Woodbury v. Shackleford

19 Wis. 55 | Wis. | 1865

By the Court,

DixoN, C. J.

It is a settled principle in the construction of statutes of limitation, that general words are to have a general operation; and unless there can be found in the statute itself some ground for restraining it, it cannot be restrained by arbitrary addition or retrenchment. No exceptions can be claimed in favor of particular persons or cases, unless they are expressly mentioned. Angell on Limitations, §§ 194, 485, 486, 487 and 488; Beckford v. Wade, 17 Vesey, 87 ; McIver v. Rogan, 2 Wheat., 25; Demorest v. Wynkoop, 3 Johns. Ch., 146; Hall v. Bumstead, 20 Pick., 2; Sacia v. De Graaf 1 Cow., 356 ; Bucklin v. Ford, 5 Barb., 393 ; Howell v. Hair, 15 Ala., 194.

The act of 1849, limiting the time within which actions for the recovery of lands sold for taxes should be commenced, was general, excepting only cases where the taxes bad been paid, or the lands redeemed as provided by law. “ Any suit or proceeding for the recovery of lands sold for taxes, except in cases where the taxes have been paid, or the lands redeemed as provided by law, shall be commenced within three years from the time of recording the tax deed of sale, and not thereafter.” R. S. 1849, ch. 15, sec. 123. There was no express exception in favor of infants, and nothing from which one can be implied; and the action of the defendants in error, plaintiffs below, was, therefore, barred unless the lands have been redeemed as provided by law ; or unless, as claimed by their counsel, the provisions of the foregoing act were modified by those of the general statute of limitations passed at the same time. R. S. 1849, ch. 127.

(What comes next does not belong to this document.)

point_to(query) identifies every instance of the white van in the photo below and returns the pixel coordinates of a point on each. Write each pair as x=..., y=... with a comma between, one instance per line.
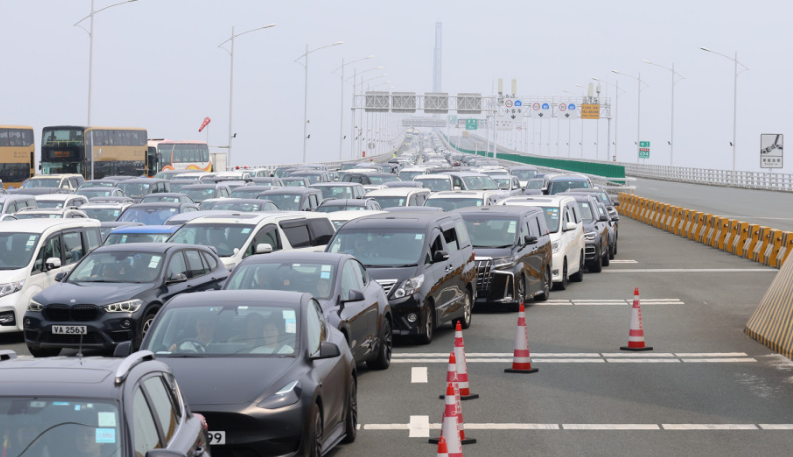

• As to redemption, we are clear that none has been made so as to save the right of. action to either of the plaintiffs below. Section 104 of the act of 1849 provided that the lands of minors, or any interest which they might have in lands, sold for *61taxes, might be redeemed at any time before such, minors became of age, and during one year thereafter. Section 102 of the same act prescribed the manner in which redemptions were to be made. It was by paying to the clerk of the board of supervisors of the county where the lands were sold, for the use of the purchaser, his heirs or assigns, the amount for which the same were sold, and all subsequent charges thereon authorized by the provisions of the act, with interest on the amount of purchase money at the rate of twenty-five per cent per annum from the date of the certificate. Like provisions are contained in the act of 1859 now in force. Laws of 1859, ch. 22, secs. 20, 18 and 19. The redemption thus authorized is a mere privilege secured to infants, and unless exercised does not enlarge their rights in any other particular. This was so held in the case of a married woman, which arose under the subsequent clause of the same section. Wright v. Wing, 18 Wis., 45. Hence the right of action, so far as it is concerned in this provision, depends upon the fact of redemption. If the plaintiffs below had redeemed within the time prescribed, they could sue; but as they have not, they can maintain no action in opposition to the statute. Instead of paying the redemption money to the clerk of the board of supervisors, or tendering it to him unconditionally, for the use of the purchaser, his heirs or assigns, they offered it to him, at the same time requesting that he should not receive it. He complied with the request, and the money was carried away by the agent who made the offer. Further comment upon this point is deemed unnecessary. It was clearly neither a redemption nor a proper offer to redeem.

As to the case not being within the general limitation law, we have just as little doubt. It was obviously the intention of the legislature to establish one period of limitation for the recovery of lands sold for taxes, and another or others for their recovery in other cases. The section of chapter 127 saving the rights of infants and others under disability, was limited *62to actions in that chapter specified. Sec. 12. Besides, it was a statutory rule of construction then in force, that if the provisions of different chapters conflicted with or contravened each other, the provisions of each chapter should prevail as to all matters and questions growing out of the subject matter of such chapter. R. S. 1849, ch. 157, sec. 11. The same rule is continued under the jaresent revision, ch. 191, sec. 11.

It follows from these views that the judgment of the circuit court must be reversed, and a new trial awarded.